Senator Dean Murray was cast into the national spotlight when his name appeared in a clue on the popular TV show Jeopardy.
“My phone started ringing off the hook the moment it was aired,” recounted the senator, who was first elected as a state assemblyman. “I figured something really big had happened.”
“This movement named for a 1773 event arrived in 2010 starting with the election of newbie Dean Murray to the N.Y. State Assembly,” read the Double Jeopardy clue in the category, “Politics as Unusual.”
“The people felt like their elected officials weren't listening to them. They were just using us as a cash cow, taking our money and then doing what they wanted,” Murray said in explaining the impetus for one of the movement’s first protests in Medford. “We were made up of Democrats, Republicans, independents, you name it. We had union people, we had non-union people, business owners, you name it. The acronym stood for ‘Taxed Enough Already.’”

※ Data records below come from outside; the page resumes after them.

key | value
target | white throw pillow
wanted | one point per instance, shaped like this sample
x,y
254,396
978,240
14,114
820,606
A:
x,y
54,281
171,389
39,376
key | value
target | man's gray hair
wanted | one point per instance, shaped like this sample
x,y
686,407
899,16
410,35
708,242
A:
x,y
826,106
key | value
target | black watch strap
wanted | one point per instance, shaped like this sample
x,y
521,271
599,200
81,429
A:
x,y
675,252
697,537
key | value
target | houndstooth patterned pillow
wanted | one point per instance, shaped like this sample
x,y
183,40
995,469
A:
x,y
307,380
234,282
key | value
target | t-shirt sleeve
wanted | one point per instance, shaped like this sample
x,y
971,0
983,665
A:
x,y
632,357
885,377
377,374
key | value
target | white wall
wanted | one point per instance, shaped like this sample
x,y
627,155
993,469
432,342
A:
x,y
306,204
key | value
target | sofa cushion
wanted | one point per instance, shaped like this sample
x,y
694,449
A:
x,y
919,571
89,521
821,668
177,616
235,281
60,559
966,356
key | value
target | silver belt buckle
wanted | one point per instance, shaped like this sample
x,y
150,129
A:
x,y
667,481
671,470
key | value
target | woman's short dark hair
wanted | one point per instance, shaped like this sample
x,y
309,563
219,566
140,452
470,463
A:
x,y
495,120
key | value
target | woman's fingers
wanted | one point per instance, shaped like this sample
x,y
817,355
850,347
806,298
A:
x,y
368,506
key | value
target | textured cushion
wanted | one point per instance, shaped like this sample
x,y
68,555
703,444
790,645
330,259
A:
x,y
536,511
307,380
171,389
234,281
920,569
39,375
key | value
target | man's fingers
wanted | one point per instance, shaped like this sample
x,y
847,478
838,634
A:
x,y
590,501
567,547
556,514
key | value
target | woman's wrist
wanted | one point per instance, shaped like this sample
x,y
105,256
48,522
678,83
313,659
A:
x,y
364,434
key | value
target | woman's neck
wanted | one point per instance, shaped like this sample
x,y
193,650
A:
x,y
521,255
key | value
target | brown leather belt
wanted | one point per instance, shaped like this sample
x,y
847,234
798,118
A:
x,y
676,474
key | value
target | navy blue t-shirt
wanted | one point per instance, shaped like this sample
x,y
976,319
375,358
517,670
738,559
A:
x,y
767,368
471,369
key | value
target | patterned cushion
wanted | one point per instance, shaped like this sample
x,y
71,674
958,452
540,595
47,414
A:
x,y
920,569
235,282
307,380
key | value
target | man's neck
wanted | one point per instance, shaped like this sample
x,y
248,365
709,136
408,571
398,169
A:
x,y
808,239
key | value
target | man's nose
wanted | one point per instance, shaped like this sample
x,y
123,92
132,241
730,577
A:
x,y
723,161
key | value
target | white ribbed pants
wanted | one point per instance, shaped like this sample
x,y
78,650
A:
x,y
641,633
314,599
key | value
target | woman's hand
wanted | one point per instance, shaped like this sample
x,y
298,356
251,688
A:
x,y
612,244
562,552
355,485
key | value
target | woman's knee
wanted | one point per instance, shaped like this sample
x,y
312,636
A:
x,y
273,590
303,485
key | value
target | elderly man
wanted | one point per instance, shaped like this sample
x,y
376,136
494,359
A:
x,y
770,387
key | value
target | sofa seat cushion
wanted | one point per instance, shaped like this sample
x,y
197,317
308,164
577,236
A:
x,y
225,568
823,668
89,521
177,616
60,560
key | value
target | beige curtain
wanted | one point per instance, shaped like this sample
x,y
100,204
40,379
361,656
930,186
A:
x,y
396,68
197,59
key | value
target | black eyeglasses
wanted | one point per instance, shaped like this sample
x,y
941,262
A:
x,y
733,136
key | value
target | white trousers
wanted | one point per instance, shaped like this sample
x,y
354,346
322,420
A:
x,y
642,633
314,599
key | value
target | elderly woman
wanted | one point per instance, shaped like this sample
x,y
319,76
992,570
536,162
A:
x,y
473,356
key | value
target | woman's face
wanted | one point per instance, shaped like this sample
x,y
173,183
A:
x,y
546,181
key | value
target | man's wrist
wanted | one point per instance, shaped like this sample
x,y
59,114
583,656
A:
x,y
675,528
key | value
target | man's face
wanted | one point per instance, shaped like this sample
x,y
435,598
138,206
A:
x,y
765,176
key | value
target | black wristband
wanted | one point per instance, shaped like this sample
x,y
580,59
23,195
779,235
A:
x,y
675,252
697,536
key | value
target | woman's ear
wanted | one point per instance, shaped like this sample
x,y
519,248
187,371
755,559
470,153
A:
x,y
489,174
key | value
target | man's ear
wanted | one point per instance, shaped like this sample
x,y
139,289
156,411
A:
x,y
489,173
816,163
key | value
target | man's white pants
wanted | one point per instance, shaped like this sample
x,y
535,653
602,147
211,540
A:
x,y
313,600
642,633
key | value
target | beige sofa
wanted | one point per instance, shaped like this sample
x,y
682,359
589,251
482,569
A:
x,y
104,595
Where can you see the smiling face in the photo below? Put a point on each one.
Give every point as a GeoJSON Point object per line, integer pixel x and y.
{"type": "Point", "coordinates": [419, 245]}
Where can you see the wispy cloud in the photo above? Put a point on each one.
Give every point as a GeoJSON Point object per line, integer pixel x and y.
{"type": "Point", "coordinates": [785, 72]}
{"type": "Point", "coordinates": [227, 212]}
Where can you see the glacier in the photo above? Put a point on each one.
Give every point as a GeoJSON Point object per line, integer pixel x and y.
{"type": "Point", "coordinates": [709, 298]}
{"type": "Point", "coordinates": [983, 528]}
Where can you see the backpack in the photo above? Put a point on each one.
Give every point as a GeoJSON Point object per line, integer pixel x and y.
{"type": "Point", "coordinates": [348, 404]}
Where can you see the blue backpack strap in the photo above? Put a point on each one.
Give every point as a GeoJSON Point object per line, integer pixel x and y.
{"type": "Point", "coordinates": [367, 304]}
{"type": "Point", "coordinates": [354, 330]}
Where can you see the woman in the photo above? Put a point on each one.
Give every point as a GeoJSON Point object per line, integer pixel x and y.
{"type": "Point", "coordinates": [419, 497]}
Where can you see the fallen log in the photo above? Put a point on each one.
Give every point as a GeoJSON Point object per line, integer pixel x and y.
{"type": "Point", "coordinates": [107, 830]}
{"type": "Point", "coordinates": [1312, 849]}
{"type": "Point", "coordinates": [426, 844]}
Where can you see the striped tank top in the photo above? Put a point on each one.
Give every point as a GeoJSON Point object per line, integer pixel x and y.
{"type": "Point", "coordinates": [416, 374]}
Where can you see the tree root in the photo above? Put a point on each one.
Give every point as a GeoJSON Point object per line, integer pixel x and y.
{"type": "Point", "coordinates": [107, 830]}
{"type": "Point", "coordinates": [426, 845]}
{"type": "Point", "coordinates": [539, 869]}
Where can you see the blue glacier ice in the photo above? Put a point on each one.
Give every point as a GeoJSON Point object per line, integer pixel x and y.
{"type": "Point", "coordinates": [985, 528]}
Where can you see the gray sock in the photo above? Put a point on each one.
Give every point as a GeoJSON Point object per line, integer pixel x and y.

Murray said he wasn’t a candidate at the time but an organizer. When he did run for the assembly, the group got behind him and he won, making him the first elected official in the U.S. associated with the movement.
“We changed the face of politics for a while, and it woke some people up, and I think it's still kind of there,” Murray went on. “It still applies to today; people are starting to feel frustrated again. They're starting to feel like they're not being heard, and they're not being represented properly.”
The legislator, who lost a reelection bid for the assembly and then returned to Albany as a senator, said the core of the movement is still there. “It never died. I just think it was kind of drowned out by other things. You had the Black Lives Matter Movement. You had all the left-radical stuff. I think the attitude is still there with a lot of people who really worked hard and are still active, still involved, still pushing for the same principles the movement stood for.”
The Jeopardy contestant who drew the $400 clue got the question correct: “What is the Tea Party?”